A TOUT SEIGNEUR…

TRIBUNE. En Afrique CENTRALE, au CONGO, mon pays en particulier, un ministre se prend pour un DEMI-DIEU, si ce n’est pour DIEU himself. Il est presque impossible de l’approcher à cause du protocole. Pendant ses déplacements on peut sentir l’odeur de son parfum à une distance d’au moins 500 mètres.

Je compte parmi mes amis d’ENFANCE et CONDISCIPLES une pléthore de ministres, députés, sénateurs et même un PREMIER MINISTRE en activité en AFRIQUE et dans la Caraïbe britannique.
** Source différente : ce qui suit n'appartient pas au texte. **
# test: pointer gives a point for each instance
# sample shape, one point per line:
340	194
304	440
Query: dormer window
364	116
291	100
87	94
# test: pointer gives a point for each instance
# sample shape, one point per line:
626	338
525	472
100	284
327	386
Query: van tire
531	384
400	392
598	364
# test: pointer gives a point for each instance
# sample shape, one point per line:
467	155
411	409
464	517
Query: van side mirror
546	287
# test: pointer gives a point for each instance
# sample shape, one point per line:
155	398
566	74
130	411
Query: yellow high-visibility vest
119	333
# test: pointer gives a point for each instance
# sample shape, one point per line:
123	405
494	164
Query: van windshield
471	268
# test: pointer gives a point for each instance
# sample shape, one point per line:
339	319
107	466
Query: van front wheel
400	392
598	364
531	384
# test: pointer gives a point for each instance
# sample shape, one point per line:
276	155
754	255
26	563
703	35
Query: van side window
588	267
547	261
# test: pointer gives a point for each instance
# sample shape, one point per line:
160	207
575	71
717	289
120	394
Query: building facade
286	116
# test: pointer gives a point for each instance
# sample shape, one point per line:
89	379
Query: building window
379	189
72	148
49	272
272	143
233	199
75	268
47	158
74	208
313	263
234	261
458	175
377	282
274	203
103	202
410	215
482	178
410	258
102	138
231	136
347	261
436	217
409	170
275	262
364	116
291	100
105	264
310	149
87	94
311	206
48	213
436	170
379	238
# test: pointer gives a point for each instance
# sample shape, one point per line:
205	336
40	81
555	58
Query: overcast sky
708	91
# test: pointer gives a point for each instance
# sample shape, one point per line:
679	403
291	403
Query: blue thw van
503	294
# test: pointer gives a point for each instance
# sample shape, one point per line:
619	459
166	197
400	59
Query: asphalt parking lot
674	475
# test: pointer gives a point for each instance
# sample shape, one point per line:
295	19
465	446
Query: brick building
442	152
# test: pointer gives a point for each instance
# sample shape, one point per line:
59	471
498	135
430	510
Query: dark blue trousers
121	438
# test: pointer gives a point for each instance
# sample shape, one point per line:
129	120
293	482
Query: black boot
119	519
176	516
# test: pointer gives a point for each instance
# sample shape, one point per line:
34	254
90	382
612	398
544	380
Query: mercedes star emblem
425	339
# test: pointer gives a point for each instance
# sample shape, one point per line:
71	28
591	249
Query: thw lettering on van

Certains figurent sur ma liste d’amis Facebook. Inutile de les identifier, mon but n’est pas de les embarrasser. Ils ne me doivent RIEN et vice-versa.

J’ai toujours été AFRICAIN, même dans ma pire période d’aliénation (catéchisme et consort). Mais je le suis devenu d’avantage en séjournant au MALI. Il y a quelque chose de si PARTICULIER chez les MALIENS (en général) que je n’ai JAMAIS pu retrouver chez les AUTRES africains. C’est un peuple dépouillé de toute VANITE, bien qu’il existe en son sein aussi des brebis galeuses. A chacune de ses visites officielles dans l’hexagone, un Chef d’Etat malien passe toujours déjeuner avec ses compatriotes dans un foyer SONACOTRA. Celui de Montreuil, détruit récemment, était le passage incontournable. Wéééé!

Je profite du vivant des êtres VALEUREUX pour leur rendre hommage. CHEICK OUMAR SISSOKO est l’un de mes devanciers derrière la caméra. Un homme disponible, passionné et intègre. Nous nous sommes connus au FESPACO il y a plus de deux décennies.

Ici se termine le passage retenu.